Selling Pressure and Centralization Concerns
One key reason behind Pi Coin’s decline is the ongoing token unlocks that are rapidly increasing supply. According to PiScan data, over 145 million tokens (worth around $67 million) are scheduled to be unlocked for the remainder of this month. Another 138.5 million tokens will unlock in August, 117 million in September, and 93 million in October. This continuous supply increase is adding substantial selling pressure.
In the last 24 hours, over 1.4 million Pi tokens have been withdrawn from exchanges — a move typically associated with selling or profit-taking. Combined with the upcoming unlocks, this trend is weighing heavily on the price.
Another major concern is Pi Network’s centralization. The Pi Foundation reportedly holds over $33 billion worth of tokens with no independent auditing. This lack of transparency is one reason why major exchanges like Binance and Upbit have yet to list the token.

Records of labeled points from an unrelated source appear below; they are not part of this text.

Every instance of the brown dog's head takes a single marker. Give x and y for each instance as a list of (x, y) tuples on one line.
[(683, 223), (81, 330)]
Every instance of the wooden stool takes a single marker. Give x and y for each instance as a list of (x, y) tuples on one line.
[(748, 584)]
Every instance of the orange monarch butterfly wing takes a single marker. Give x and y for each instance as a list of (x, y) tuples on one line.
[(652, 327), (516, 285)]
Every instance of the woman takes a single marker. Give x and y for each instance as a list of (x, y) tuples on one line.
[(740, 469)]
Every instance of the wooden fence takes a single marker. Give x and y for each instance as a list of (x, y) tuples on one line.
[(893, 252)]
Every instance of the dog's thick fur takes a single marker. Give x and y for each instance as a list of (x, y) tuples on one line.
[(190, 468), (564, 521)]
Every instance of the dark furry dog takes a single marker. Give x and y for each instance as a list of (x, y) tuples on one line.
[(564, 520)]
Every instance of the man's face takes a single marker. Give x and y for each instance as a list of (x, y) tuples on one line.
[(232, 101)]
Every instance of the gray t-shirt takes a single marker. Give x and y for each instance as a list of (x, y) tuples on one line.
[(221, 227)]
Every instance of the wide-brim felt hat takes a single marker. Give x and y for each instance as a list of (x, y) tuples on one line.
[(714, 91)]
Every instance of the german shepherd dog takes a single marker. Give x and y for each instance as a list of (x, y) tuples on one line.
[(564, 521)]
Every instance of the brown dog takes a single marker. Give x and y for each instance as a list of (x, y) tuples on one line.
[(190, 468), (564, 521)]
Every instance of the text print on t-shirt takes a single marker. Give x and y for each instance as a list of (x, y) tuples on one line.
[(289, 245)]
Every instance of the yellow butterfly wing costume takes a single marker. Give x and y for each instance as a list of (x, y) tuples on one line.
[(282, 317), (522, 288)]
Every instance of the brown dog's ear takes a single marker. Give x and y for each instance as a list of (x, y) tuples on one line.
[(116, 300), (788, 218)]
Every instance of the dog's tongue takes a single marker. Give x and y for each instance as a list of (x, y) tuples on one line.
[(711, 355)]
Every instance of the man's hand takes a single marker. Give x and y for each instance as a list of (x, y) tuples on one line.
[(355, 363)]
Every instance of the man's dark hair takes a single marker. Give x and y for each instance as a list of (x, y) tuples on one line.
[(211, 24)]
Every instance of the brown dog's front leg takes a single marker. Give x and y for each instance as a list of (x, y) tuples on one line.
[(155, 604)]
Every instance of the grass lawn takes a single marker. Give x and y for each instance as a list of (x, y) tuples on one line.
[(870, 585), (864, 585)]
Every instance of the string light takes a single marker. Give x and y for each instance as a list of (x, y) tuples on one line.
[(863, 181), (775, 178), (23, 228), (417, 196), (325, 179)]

Moreover, Pi Coin’s trading volume has been underwhelming during this bull run — just around $80 million in 24 hours, far behind popular memecoins like Pepe, Shiba Inu, and Bonk.
Technical Indicators Suggest a Breakout Ahead
Despite the recent price drop, some technical signals point to a potential bullish reversal. Pi Coin appears to be in a low-volume, low-volatility phase — typically a sign of silent accumulation, according to Wyckoff’s theory. This phase often precedes a strong markup rally.
The chart shows a double-bottom pattern forming around $0.4056, with the neckline at $1.666 — the May high. In addition, a falling wedge pattern, a classic bullish reversal setup, is emerging. The two lines of the wedge are converging, which could trigger a breakout soon.
The MACD indicator has also formed a bullish divergence — a strong signal that upward momentum may be building. If Pi Coin breaks above the $1 resistance level, the next target could be $1.666. On the flip side, a drop below the $0.4056 support would invalidate the long-term bullish outlook.